‘Racer’ Clogs Some Engines

Courtesy of Warner Bros.

Courtesy of Warner Bros.
Emile Hirsch plays Speed in the Wachowski brothers’ version of “Speed Racer.”

“Speed Racer” comes across as candy for the senses. The constantly dynamic visuals are a rainbow-sherbet, hyper, pop-art assault on the eyes that is stunning and, at times, almost overwhelming. Unfortunately, much like candy, the rush starts strong yet ultimately leaves the viewer unsatisfied.
There is no denying the fact that the movie is fun to watch. Its style is both retro-kitsch and avant-garde, utilizing the best of modern computer animation to play up to its cartoon roots. The majority of the film is composed with computer-generated backgrounds and only maybe three or four practical sets. It’s exactly the kind of cool-looking film that one would expect from the Wachowski brothers, the team that gave us “The Matrix” films and “V for Vendetta.” The action sequences are exciting, frenetic and sometimes hard to follow. It’s easy for one to have a bit of motion sickness, not because of the race itself, but because of the constant movement of the points of view of the other race observers.
The film’s vague plot is also hard to follow. It’s difficult to see what stake the many villains have in ruining the Racer family other than the evil, capitalist dollar. The heroes and villains are broadly drawn archetypes that lack unique character. Certain subplots, such as the one involving Snake Oiler in the Casa Cristo rally race, seem shoehorned in merely because they appeared in the cartoon. A good amount of footage seems merely stuck into the film for purely humorous or entertainment value, dragging the viewer away from the main action (for example, any of the moments featuring Spritle and Chim Chim or the extended ninja fight sequence).
Some of these moments are welcome distractions, but others come off more like non-sequiturs which do nothing for the movie. These moments pander to the young demographic that the film is aiming toward, but leave the casual viewer scratching his head.
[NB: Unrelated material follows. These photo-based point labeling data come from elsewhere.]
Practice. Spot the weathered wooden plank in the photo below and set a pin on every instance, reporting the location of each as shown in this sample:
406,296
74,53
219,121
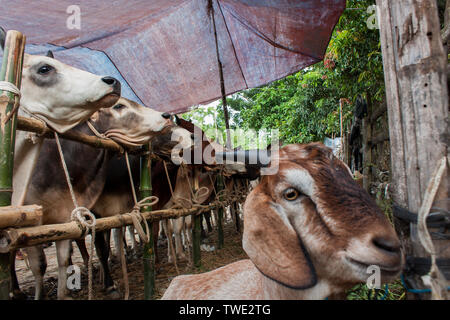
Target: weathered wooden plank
12,238
415,66
20,216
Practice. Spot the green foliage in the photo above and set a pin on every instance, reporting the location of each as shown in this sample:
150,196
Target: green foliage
305,106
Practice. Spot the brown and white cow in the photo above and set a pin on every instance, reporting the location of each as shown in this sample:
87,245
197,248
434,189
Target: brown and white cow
310,231
60,95
126,122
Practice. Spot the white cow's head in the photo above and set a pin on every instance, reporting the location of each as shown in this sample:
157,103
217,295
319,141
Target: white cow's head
61,95
130,123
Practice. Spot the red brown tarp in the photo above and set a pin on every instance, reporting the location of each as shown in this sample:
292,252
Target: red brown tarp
166,49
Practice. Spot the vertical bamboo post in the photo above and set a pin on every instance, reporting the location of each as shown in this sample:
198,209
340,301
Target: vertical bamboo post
367,148
11,71
197,227
145,190
220,241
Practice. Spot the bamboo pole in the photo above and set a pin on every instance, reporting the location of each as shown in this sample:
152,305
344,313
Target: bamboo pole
12,239
20,216
11,71
221,77
149,250
196,230
220,239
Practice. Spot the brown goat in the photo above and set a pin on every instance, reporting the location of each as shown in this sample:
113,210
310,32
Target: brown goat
310,231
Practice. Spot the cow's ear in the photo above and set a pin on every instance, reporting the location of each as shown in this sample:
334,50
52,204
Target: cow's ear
50,54
2,38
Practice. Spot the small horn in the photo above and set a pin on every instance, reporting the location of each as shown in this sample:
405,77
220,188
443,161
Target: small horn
258,158
2,38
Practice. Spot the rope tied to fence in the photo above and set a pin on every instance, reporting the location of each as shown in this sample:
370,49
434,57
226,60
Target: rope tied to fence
79,214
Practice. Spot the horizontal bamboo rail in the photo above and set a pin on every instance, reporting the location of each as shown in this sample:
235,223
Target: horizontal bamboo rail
12,239
20,216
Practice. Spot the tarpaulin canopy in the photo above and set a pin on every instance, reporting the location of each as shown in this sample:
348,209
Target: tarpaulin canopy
165,50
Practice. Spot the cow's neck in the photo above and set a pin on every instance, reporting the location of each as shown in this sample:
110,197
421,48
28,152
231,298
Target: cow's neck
87,169
26,155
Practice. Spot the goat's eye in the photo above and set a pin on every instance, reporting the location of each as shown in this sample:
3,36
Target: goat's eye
291,194
118,106
45,69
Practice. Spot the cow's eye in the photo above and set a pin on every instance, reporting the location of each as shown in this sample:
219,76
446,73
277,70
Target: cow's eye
45,69
291,194
118,106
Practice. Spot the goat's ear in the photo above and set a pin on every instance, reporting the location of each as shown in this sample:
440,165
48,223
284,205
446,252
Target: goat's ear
273,245
2,38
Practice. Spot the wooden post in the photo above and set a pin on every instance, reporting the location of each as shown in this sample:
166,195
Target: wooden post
197,228
219,187
11,71
415,69
20,216
149,250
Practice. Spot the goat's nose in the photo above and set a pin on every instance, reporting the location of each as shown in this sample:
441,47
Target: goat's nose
113,82
387,245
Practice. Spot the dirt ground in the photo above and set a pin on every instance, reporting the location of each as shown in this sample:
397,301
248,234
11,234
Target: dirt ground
231,252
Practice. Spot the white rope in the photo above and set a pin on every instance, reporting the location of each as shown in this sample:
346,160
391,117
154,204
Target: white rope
80,214
10,87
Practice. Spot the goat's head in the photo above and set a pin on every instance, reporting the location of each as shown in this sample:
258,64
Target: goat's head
313,221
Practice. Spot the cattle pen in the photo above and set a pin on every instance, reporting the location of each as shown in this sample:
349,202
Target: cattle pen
413,123
17,222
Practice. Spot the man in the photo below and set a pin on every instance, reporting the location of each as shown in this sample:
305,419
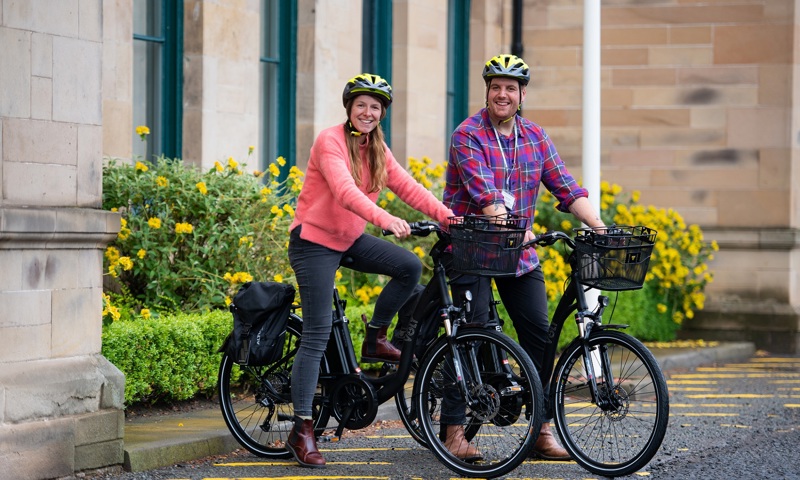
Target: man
498,161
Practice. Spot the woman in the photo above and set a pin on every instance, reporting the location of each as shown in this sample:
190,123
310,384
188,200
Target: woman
349,165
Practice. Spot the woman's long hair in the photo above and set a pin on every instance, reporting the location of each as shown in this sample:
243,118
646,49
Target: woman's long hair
376,155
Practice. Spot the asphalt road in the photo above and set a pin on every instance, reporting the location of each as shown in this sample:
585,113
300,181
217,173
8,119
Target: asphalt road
732,421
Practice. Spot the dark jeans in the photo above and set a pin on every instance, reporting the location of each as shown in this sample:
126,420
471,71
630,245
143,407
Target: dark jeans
525,299
315,268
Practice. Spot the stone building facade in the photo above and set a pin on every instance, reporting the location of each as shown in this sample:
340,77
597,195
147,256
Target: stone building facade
698,113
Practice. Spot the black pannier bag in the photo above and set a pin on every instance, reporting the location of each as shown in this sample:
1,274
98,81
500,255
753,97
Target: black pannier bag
260,315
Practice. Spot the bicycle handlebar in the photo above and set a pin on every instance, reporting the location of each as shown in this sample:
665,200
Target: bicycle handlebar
419,229
548,238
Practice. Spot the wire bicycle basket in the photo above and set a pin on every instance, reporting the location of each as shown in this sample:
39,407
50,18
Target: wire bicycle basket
487,245
615,260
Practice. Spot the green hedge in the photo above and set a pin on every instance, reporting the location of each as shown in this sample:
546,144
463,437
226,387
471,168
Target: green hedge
175,358
168,358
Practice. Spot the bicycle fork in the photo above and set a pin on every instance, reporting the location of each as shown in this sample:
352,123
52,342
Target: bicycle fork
597,363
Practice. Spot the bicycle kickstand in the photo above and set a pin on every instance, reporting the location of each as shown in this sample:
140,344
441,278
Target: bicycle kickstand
339,429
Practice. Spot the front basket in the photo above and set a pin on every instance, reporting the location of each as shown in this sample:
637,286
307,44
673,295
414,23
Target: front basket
487,245
615,260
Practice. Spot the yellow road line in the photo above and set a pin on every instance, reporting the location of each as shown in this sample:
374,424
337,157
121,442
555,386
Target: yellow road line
692,414
731,395
735,375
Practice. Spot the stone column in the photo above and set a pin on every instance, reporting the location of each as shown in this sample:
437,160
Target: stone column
60,401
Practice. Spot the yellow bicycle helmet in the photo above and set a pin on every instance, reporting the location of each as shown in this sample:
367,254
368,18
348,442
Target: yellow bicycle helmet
505,65
367,83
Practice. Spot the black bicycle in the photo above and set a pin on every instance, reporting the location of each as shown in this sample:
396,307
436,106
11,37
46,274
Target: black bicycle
480,370
609,396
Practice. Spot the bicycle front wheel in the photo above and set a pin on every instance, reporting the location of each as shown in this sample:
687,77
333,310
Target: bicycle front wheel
619,432
256,402
500,412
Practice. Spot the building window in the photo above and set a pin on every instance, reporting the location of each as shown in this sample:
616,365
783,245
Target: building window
158,77
376,47
457,65
278,51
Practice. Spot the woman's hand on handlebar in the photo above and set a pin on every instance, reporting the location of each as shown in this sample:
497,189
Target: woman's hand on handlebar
399,228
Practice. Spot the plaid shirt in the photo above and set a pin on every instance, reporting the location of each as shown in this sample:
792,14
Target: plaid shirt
476,173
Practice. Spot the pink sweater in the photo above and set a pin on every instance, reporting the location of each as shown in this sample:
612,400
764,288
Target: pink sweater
334,211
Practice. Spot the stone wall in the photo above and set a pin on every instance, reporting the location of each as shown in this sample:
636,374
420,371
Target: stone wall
699,114
60,401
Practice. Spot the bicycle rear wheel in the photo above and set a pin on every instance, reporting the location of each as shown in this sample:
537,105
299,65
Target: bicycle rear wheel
620,432
256,402
503,408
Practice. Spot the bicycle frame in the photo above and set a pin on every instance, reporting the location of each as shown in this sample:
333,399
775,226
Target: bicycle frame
574,300
340,353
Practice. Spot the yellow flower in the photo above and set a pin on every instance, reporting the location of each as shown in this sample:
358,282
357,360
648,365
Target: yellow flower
112,254
125,263
242,277
142,131
184,227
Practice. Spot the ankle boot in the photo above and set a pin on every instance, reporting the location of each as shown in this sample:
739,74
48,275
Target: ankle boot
377,348
547,447
457,444
302,444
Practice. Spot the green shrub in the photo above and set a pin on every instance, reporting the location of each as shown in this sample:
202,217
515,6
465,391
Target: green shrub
168,358
190,238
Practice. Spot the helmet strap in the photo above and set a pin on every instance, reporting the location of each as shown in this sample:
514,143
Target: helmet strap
352,129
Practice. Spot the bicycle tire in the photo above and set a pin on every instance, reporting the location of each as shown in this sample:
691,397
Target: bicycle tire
505,424
624,436
256,402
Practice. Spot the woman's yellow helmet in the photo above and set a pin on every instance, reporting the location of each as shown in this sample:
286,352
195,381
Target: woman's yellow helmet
369,84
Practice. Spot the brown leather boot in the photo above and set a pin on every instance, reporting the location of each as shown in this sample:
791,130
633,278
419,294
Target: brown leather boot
377,348
302,444
547,447
458,445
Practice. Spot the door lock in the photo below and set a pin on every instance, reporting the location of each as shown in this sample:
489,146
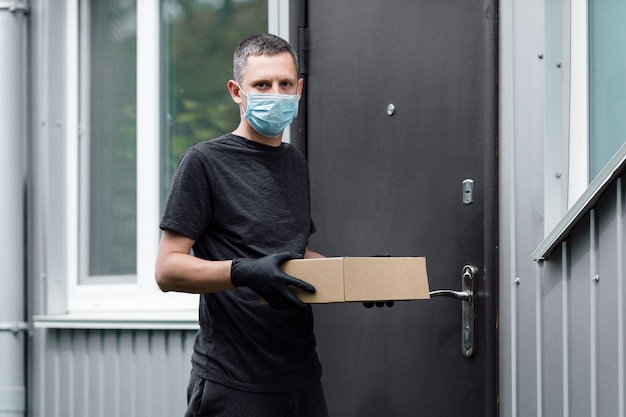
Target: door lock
466,296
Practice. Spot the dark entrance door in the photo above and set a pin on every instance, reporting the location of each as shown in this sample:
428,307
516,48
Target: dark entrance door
400,110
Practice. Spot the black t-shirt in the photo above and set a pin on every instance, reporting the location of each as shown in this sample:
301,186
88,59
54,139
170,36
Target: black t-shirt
239,198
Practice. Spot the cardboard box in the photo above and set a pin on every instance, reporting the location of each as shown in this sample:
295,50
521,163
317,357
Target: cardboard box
339,280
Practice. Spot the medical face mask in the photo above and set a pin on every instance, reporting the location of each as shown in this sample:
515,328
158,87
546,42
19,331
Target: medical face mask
270,114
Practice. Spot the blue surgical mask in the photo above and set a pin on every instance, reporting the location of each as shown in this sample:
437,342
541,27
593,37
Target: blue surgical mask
270,114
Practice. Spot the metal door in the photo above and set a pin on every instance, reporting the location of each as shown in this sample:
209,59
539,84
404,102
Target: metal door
399,112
At a length of over two hours, the movie could have stood to edit out some of these scenes and also edit down many of its over-long dramatic scenes.
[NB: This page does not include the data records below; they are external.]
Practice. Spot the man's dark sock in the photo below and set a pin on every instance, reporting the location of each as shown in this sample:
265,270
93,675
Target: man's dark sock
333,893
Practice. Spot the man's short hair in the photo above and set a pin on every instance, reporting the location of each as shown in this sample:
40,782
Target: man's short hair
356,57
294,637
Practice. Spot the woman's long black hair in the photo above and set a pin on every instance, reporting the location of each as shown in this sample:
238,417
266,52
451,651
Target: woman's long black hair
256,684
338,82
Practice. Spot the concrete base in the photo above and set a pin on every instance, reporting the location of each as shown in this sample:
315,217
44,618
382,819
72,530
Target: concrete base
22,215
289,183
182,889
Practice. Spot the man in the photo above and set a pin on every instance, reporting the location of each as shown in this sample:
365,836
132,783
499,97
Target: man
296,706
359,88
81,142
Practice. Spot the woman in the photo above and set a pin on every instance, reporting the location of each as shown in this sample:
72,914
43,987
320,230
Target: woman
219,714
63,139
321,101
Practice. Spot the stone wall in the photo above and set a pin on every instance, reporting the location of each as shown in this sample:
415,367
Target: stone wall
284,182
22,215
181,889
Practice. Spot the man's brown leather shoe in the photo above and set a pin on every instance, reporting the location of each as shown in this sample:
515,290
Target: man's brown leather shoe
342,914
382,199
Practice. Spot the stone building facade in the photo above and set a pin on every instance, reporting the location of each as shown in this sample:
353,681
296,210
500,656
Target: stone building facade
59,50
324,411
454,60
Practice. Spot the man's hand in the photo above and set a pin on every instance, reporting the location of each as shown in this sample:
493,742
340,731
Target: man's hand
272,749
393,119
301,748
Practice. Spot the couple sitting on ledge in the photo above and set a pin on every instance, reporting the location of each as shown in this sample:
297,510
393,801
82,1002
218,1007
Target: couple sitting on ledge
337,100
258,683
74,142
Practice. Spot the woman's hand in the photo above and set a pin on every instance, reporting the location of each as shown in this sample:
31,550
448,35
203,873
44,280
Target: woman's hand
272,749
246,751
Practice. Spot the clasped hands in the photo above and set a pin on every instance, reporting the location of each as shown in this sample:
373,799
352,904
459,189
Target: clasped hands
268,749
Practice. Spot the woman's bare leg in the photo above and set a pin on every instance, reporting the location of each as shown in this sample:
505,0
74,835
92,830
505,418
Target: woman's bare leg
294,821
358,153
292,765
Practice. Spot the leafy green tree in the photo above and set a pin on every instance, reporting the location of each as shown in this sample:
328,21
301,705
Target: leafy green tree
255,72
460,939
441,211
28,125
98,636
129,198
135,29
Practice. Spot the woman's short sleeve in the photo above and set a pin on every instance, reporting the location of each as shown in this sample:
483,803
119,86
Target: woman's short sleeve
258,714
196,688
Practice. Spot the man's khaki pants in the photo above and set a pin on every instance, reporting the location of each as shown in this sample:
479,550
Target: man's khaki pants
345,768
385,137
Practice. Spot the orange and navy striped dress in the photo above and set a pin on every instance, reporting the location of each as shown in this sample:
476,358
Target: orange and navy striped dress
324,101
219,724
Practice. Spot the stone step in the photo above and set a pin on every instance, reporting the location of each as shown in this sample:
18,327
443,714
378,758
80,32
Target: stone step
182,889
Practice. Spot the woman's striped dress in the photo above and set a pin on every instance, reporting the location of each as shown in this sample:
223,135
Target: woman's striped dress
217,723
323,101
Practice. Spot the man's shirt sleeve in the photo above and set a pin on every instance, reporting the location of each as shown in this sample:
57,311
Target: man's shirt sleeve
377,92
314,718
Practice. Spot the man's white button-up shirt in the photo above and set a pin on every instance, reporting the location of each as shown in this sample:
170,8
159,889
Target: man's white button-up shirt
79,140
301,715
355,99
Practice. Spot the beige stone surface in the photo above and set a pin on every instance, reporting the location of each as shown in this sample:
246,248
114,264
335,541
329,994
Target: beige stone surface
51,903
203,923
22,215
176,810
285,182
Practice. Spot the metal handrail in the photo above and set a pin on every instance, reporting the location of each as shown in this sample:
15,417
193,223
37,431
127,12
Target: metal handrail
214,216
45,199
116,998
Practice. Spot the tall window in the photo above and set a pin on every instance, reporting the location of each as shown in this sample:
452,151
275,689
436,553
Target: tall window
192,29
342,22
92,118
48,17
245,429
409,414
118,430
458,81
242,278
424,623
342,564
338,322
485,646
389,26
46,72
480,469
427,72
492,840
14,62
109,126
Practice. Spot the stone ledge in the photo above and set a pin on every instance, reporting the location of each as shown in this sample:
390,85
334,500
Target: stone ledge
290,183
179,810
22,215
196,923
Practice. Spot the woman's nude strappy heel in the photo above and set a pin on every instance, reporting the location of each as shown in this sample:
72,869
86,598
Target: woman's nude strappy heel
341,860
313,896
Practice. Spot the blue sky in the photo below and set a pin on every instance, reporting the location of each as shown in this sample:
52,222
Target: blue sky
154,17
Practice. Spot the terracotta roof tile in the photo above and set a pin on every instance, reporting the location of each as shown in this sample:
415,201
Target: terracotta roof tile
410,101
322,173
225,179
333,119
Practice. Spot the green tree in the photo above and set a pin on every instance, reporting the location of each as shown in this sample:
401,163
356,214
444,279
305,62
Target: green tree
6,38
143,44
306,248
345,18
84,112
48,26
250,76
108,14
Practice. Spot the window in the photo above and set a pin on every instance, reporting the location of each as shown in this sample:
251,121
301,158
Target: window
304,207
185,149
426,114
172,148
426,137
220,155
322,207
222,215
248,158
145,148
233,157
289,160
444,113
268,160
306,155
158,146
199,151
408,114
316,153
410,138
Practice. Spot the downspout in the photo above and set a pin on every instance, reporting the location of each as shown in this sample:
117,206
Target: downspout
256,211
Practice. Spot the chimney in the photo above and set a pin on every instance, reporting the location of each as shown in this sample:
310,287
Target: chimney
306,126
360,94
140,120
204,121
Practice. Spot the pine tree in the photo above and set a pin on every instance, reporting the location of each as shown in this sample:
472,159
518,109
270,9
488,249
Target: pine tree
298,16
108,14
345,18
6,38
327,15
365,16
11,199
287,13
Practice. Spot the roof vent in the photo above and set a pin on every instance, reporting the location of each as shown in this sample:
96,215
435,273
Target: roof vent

Another confusing element is the constant flashback and flash-forward narrative structure. One flash-forward in particular flashes to a future race, then goes back to the characters talking about the race that has yet to happen, then jumps forward to a moment after the race has finished before the viewers have any chance of re-orienting themselves as to where they are in the film.
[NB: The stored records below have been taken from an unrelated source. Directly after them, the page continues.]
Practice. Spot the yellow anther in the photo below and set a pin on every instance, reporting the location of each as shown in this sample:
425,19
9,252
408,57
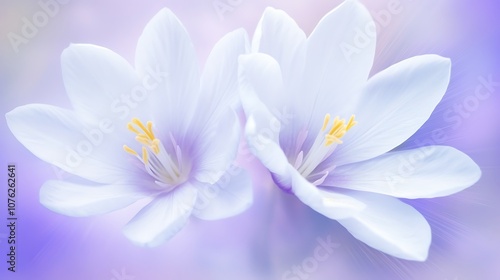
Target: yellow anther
137,122
145,155
326,122
338,129
129,150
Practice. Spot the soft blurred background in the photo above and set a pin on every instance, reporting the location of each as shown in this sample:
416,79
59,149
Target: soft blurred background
277,233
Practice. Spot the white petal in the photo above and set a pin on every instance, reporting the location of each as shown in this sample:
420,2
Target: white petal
330,204
162,218
219,82
339,58
230,196
57,136
260,83
426,172
80,200
278,35
394,105
98,81
166,54
263,144
390,226
215,150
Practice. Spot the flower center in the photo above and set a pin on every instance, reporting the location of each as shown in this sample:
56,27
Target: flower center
325,143
167,171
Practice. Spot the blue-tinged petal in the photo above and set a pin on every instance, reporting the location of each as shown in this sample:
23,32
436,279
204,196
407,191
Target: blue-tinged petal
58,137
260,84
86,200
426,172
340,53
162,218
101,84
219,81
229,196
166,54
390,226
394,104
278,35
215,150
328,203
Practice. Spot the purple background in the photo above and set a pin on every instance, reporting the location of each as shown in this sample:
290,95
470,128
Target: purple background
277,232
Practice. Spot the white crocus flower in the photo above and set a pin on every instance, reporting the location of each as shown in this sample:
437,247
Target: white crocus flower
326,131
159,131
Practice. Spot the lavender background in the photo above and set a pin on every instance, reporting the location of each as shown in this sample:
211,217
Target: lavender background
277,232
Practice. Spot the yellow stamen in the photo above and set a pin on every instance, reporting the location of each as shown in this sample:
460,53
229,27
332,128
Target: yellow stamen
129,150
144,129
156,146
338,129
351,123
150,129
143,139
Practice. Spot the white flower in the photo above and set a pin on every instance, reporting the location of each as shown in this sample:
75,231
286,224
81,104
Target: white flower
159,131
327,132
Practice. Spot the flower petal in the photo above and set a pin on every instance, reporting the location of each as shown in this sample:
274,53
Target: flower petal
278,35
331,204
98,81
403,97
84,200
340,55
230,196
260,84
58,137
426,172
390,226
162,218
219,82
166,54
215,150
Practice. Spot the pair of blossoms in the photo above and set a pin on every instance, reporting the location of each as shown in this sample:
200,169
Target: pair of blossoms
333,150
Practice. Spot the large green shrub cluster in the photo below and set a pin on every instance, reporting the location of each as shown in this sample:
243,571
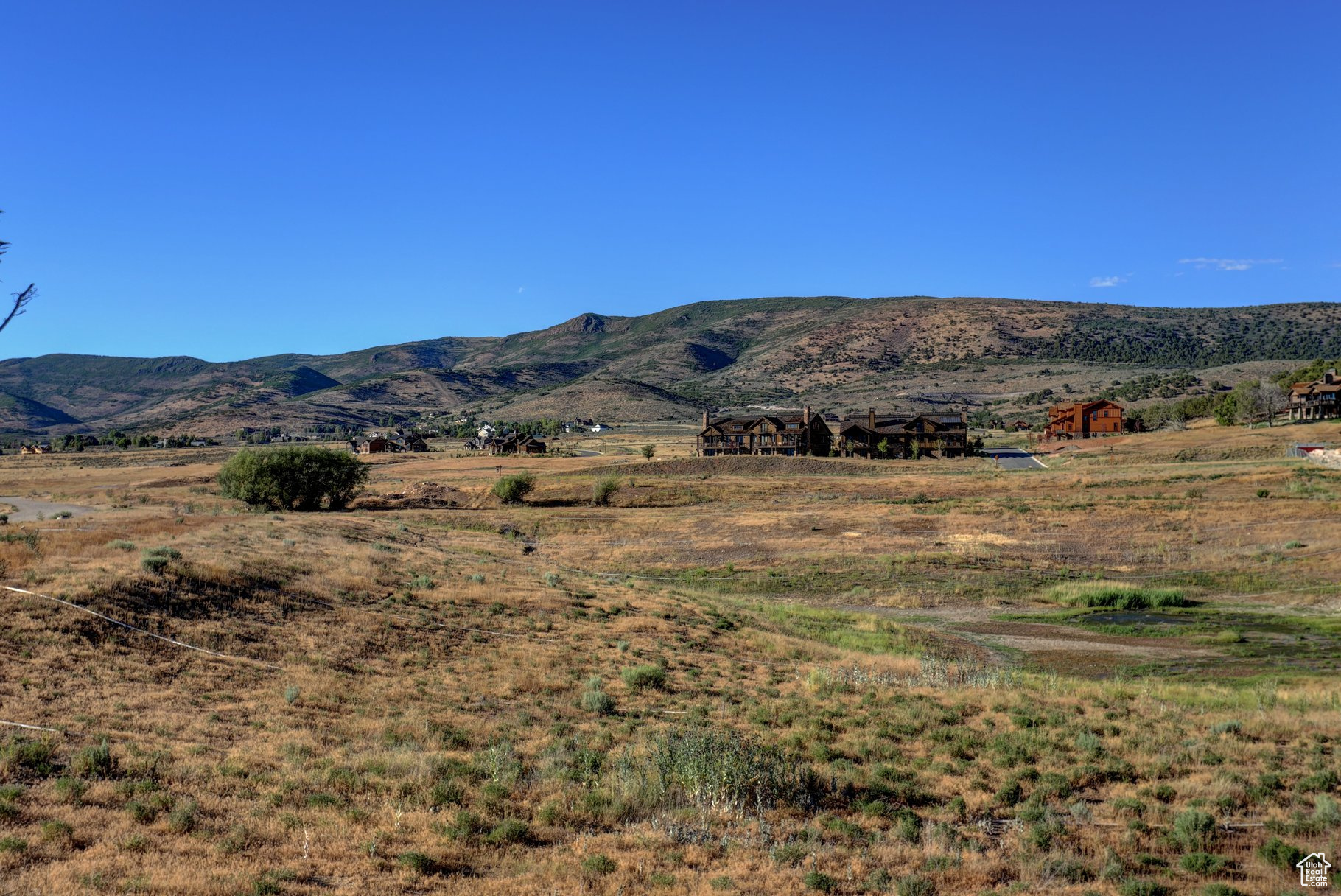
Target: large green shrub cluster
302,477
Ignoring the clichéd and convoluted plot points, the movie was still fairly fun to watch, especially when not taking itself particularly seriously. The cast worked well together and Roger Allam as Royalton comes off like a great James Bond-esque maniacal villain. Unless you’re a big fan of the series or are under 12 years of age, I’d suggest waiting until the movie comes out at the dollar theater.